Sen. Jay Rockefeller (D-WV) doesn’t want consumers caught in the cross-fire between hardball-playing video programmers and distributors, and is going to use his chairmanship of the Senate Commerce Committee to delve into the matter. NAB’s Gordon Smith will be at the witness table.
Rockefeller said it is a follow-up to the Committee’s April “Future of Video” hearing. He’s calling it “The Cable Act at 20,” and has it on the schedule for Tuesday 7/24/12 at 2:30PM.

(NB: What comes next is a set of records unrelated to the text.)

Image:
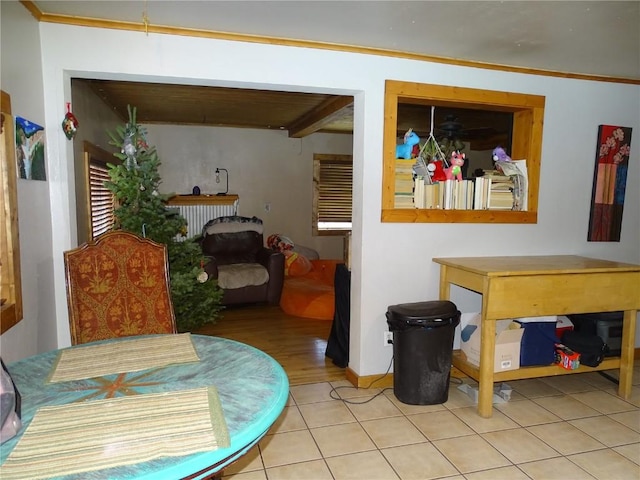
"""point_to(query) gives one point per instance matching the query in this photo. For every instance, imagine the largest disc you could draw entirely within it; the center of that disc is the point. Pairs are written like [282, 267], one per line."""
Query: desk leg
[487, 353]
[445, 286]
[626, 355]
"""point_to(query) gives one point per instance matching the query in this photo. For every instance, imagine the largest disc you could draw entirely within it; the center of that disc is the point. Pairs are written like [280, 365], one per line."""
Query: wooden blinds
[101, 200]
[333, 179]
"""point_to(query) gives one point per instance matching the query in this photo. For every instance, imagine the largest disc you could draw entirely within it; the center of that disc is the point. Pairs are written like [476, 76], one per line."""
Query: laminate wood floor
[298, 344]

“Two decades ago, we passed the Cable Act to empower consumers and provide them with expanded choices at lower rates,” said Rockefeller. “Our hearing in April demonstrated just how much has changed in the past twenty years. But our goals for protecting consumers have not. We can’t look to the future of video without evaluating the Cable Act’s impact on the modern television marketplace and whether the legislation has achieved Congress’ goals. In particular, I want to take a close look at how we make sure that consumers do not continue to get caught in the crossfire in programming disputes, facing dark screens and losing access to news, sports, and other entertainment programming.”
* Melinda Witmer, Executive Vice President & Chief Video and Content Officer, Time Warner Cable
* Colleen Abdoulah, CEO and Chairwoman of the Board, WOW! Internet, Cable, and Phone
* Martin Franks, Executive Vice President for Planning, Policy and Government Affairs, CBS Corporation
* Gordon Smith, President and Chief Executive Officer, National Association of Broadcasters
* Mark Cooper, Director of Research, Consumer Federation of America
* Preston Padden, Adjunct Professor of Law, University of Colorado School of Law
RBR-TVBR observation: Broadcasters should be very happy with this witness list, with the head of the NAB, a top exec from CBS. Also, there is a cable exec and an internet programmer and a consumer advocate.
Interesting who is not invited: Not a single provider of basic cable programming, even though they account for over 90% of the money paid by MVPDs for retransmission rights. For the record, the satellite industry is not represented either, although in many ways their concerns mirror those of their cable competitors.
The wild card is Preston Padden, who we associate with ABC, which is involved in cable and broadcast. To make it even wilder, Padden is presented here as an academic.
An office from Viacom, currently in a huge battle over retrans with DirecTV, would be of interest, wouldn’t it?
At any rate, we hope Mr. Smith is loaded with information supporting the fact that for less than 10% of the cash, broadcasters provide over 90% of the top rated programs and an even higher percentage of the total local programming provided on a typical MVPD.